Oddly, what made me decide to stop writing about my son was a piece of buffalo chicken pizza. I say “oddly” because most big decisions are prompted by big events. This past weekend, Lucas played in a rugby tournament.

I was a semi-benched coach; my still-healing knee prevented me from moving up and down the sidelines. The boys were playing Sevens, the scaled-down, sped up version of the game (seven players per side instead of the usual 15, games consisting of two seven minute halves). They were running all over the field, and all I could do was stand and yell out instructions and encouragement, hoping that they heard me. Lucas was faring well; this was his first trip to the pitch in a couple of months, he was getting tired, and in rugby when you get tired you get hurt. I was nervous. And when he went down like a sack of potatoes after being on the receiving end of a high tackle – he was clotheslined, taking a forearm to the chin – those nerves spilled over.

“Motherfucker!”, I yelled (which is something that as a coach and parent you generally want to avoid doing, because that’s the kind of shit that makes you a YouTube star) and hobbled on to the field. The ref, a big and (lucky for me) affable ex-forward who outweighed me by at least 50 pounds, stared at me. “Dude”, he said. “You need to chill.” My head coach stepped in my path. “He’s fine. Go back to the sidelines. It’s fine.” Lucas was sitting up, crying a bit…I’d seen this before, from other kids, the first time they were on the receiving end of a less-than-textbook hit. It freaks them out, because they think it should hurt, getting put down like that, and when it doesn’t I’m convinced that they get freaked out even more, because that revelation that they’re stronger than they ever thought they could be is the beginning of the next stage of their lives, and who wouldn’t be a bit overwhelmed by that?

The moment passed. I was back on the sidelines, Lucas was back in the game, and when the day ended, he and his teammates were sweaty, exhausted, and giddy. They’d won the tourney, beating three other teams in succession. “You OK?”, I asked him as he downed a Gatorade. “Tired”, he said. “But good tired.” Good tired. It was a phrase I’d coined when he first started playing soccer. Was he three? Four? He’d run himself ragged, come home, run around some more, collapse into bed in the evenings. “You’re good tired,” I’d say. “You’ve earned your sleep tonight.” 

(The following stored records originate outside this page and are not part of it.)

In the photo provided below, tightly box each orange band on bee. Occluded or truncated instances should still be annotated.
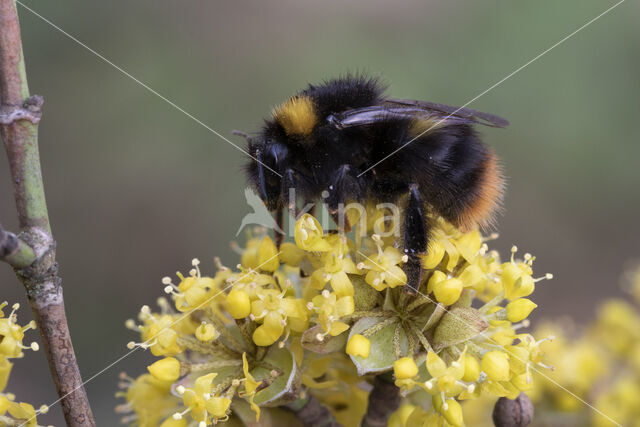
[272,96,318,137]
[459,149,504,230]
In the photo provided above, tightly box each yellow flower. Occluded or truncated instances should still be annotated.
[195,322,220,342]
[358,242,407,292]
[117,374,180,427]
[480,350,509,381]
[462,354,480,382]
[280,242,305,267]
[173,372,231,425]
[239,234,280,272]
[431,394,464,427]
[294,214,331,252]
[226,289,251,319]
[0,302,38,358]
[147,357,180,382]
[135,306,184,356]
[346,334,371,359]
[162,258,230,312]
[433,277,462,305]
[424,351,467,395]
[393,357,418,380]
[506,298,538,323]
[240,353,262,422]
[309,289,354,336]
[311,241,360,297]
[251,289,307,346]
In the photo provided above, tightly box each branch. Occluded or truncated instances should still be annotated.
[362,374,400,427]
[0,0,95,427]
[285,391,341,427]
[493,393,533,427]
[0,224,36,268]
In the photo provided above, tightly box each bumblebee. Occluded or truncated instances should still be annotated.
[238,76,508,293]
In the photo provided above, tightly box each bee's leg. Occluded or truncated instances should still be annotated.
[273,205,284,250]
[325,165,361,233]
[305,200,317,216]
[282,169,299,220]
[403,184,429,295]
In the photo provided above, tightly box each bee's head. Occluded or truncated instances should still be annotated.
[247,137,287,211]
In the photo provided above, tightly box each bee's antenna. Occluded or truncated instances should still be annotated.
[231,129,253,143]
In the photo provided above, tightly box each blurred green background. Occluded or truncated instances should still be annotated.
[0,0,640,425]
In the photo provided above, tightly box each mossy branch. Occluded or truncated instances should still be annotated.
[0,0,95,426]
[362,373,400,427]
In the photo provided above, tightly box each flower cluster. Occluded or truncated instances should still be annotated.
[0,301,49,427]
[118,214,551,427]
[510,267,640,427]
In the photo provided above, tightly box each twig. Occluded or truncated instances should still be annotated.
[0,225,36,268]
[362,374,400,427]
[0,0,95,427]
[286,391,342,427]
[493,393,533,427]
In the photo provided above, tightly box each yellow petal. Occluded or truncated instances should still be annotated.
[147,357,180,382]
[427,351,447,377]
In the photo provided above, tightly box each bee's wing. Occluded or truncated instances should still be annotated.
[327,99,509,128]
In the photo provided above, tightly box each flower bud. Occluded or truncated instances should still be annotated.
[427,270,447,293]
[442,399,464,427]
[433,277,462,305]
[480,350,509,381]
[507,298,538,322]
[393,357,418,380]
[147,357,180,382]
[227,289,251,319]
[160,417,187,427]
[195,323,219,342]
[347,334,371,359]
[462,354,480,382]
[258,236,280,272]
[294,214,331,252]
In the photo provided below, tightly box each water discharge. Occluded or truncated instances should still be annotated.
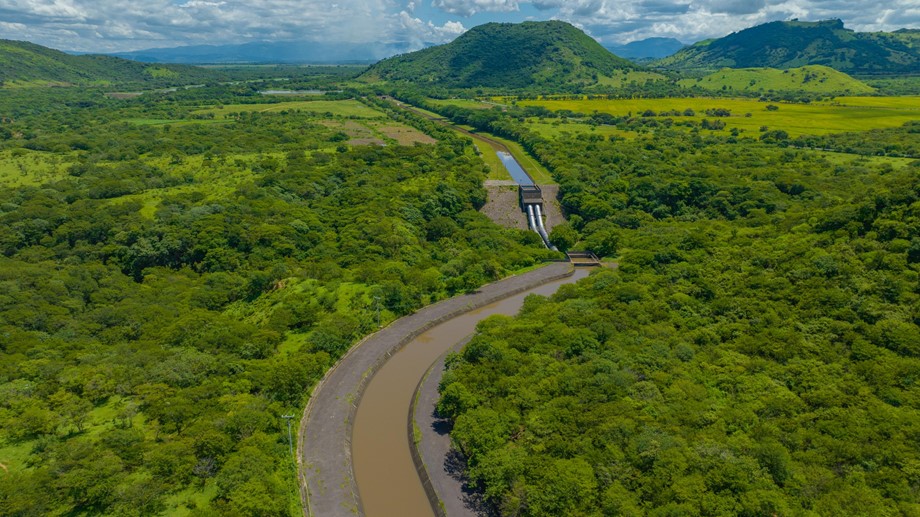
[352,269,588,517]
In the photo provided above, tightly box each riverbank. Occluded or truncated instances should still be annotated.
[297,263,573,517]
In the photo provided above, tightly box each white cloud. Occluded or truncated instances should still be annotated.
[0,0,920,52]
[399,11,466,50]
[431,0,519,16]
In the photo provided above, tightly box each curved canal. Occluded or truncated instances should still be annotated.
[352,270,588,517]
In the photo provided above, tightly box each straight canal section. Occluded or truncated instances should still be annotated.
[298,262,587,517]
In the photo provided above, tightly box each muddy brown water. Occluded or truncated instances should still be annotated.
[352,269,588,517]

“How do you feel? Anything hurt?” I was still a bit concerned – I’d been there, gotten the shit knocked out of me, and it’s amazing how you don’t feel any of it at the end of a game, getting stomped on or slammed into the ground. Adrenaline carries you home. “I’m good. Nothing hurts.” He seemed a bit surprised. “You’ll be sore tomorrow,” I replied. He nodded. “Good sore, Dad.” I laughed at that. Knowingly.

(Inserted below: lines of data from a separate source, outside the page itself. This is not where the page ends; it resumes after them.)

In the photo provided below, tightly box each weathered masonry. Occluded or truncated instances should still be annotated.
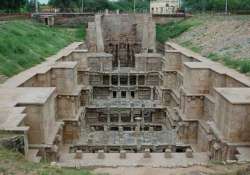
[0,14,250,167]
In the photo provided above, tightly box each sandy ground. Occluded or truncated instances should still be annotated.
[94,166,214,175]
[174,15,250,59]
[93,163,250,175]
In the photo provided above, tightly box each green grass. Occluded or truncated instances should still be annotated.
[156,18,202,43]
[0,148,92,175]
[181,41,202,53]
[0,21,86,77]
[207,53,250,73]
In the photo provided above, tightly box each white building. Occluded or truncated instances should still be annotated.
[150,0,180,14]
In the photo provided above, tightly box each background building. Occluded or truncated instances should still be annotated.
[150,0,180,14]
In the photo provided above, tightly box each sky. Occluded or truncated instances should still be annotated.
[38,0,49,4]
[38,0,117,4]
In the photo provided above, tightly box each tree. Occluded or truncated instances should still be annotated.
[0,0,27,12]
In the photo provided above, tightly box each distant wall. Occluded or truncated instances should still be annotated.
[153,14,186,24]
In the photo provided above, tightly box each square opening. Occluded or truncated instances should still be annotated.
[111,75,118,85]
[120,76,128,85]
[110,114,119,122]
[103,75,109,85]
[129,75,136,85]
[130,91,135,98]
[138,75,145,85]
[113,91,117,98]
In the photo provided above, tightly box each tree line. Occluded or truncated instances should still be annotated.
[49,0,150,12]
[0,0,36,13]
[182,0,250,13]
[0,0,250,13]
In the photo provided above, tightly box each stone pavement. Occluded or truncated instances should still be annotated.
[58,152,208,168]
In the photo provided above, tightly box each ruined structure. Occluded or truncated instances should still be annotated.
[0,14,250,167]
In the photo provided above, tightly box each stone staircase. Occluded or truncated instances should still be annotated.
[0,74,8,84]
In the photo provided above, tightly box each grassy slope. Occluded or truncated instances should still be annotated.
[156,15,250,74]
[0,21,85,77]
[156,19,201,44]
[0,148,92,175]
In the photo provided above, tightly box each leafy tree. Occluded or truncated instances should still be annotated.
[0,0,27,12]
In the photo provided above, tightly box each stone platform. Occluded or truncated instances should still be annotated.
[58,152,208,168]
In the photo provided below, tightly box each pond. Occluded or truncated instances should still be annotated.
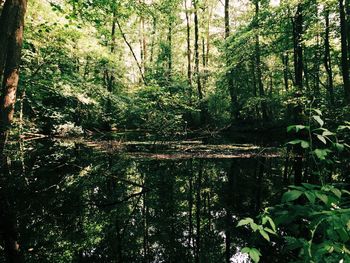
[0,137,290,263]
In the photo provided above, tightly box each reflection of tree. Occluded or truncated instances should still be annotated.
[0,150,23,263]
[1,142,282,263]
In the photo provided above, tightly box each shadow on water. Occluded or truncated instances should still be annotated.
[0,140,288,263]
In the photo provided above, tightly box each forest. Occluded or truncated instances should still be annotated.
[0,0,350,263]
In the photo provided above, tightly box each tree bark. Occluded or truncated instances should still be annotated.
[254,0,268,123]
[293,3,304,185]
[339,0,350,104]
[192,0,203,101]
[324,9,334,106]
[185,0,192,87]
[0,0,27,144]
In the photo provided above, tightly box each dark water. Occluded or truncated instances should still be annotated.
[0,140,288,263]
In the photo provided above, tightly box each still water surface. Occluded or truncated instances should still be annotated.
[0,136,288,263]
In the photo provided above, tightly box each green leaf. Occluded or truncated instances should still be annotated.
[241,247,250,254]
[316,193,328,205]
[288,140,310,149]
[333,142,345,152]
[237,220,254,227]
[301,183,319,190]
[264,227,276,235]
[312,109,322,116]
[314,149,331,160]
[316,134,327,144]
[259,229,270,242]
[282,190,303,203]
[301,141,310,149]
[249,248,261,263]
[267,217,276,232]
[287,125,310,132]
[305,191,316,204]
[322,130,335,136]
[312,115,324,127]
[331,188,341,199]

We stopped at our local pizza joint on the way home. “Let me guess – you just want cheese.” He perused the pies under the display glass. “Actually,” he said, “I think I want to try the buffalo chicken.” I almost asked him if he was sure, but I stopped myself. Buffalo chicken pizza. A grown-up’s pizza. My big man.


When Lucas sees me sit down to write, he’ll inevitable ask me if I’m writing about him. “Nope”, I tell him, and that’s true: I write when he’s asleep, late at night, early in the morning. But the question lingers – it has for a while now, ever since I told him about what I do when I sit down at the computer. And so here’s where his stories become his. He’s earned that. Perhaps one day, when he’s older, when this site has run its course and resides in the dusty attic of the Internet, he’ll come across it and read my version of his stories. I hope so. And when he reads them I hope he knows what a gift he’s given me, what a gift he’s been to me, in so many ways.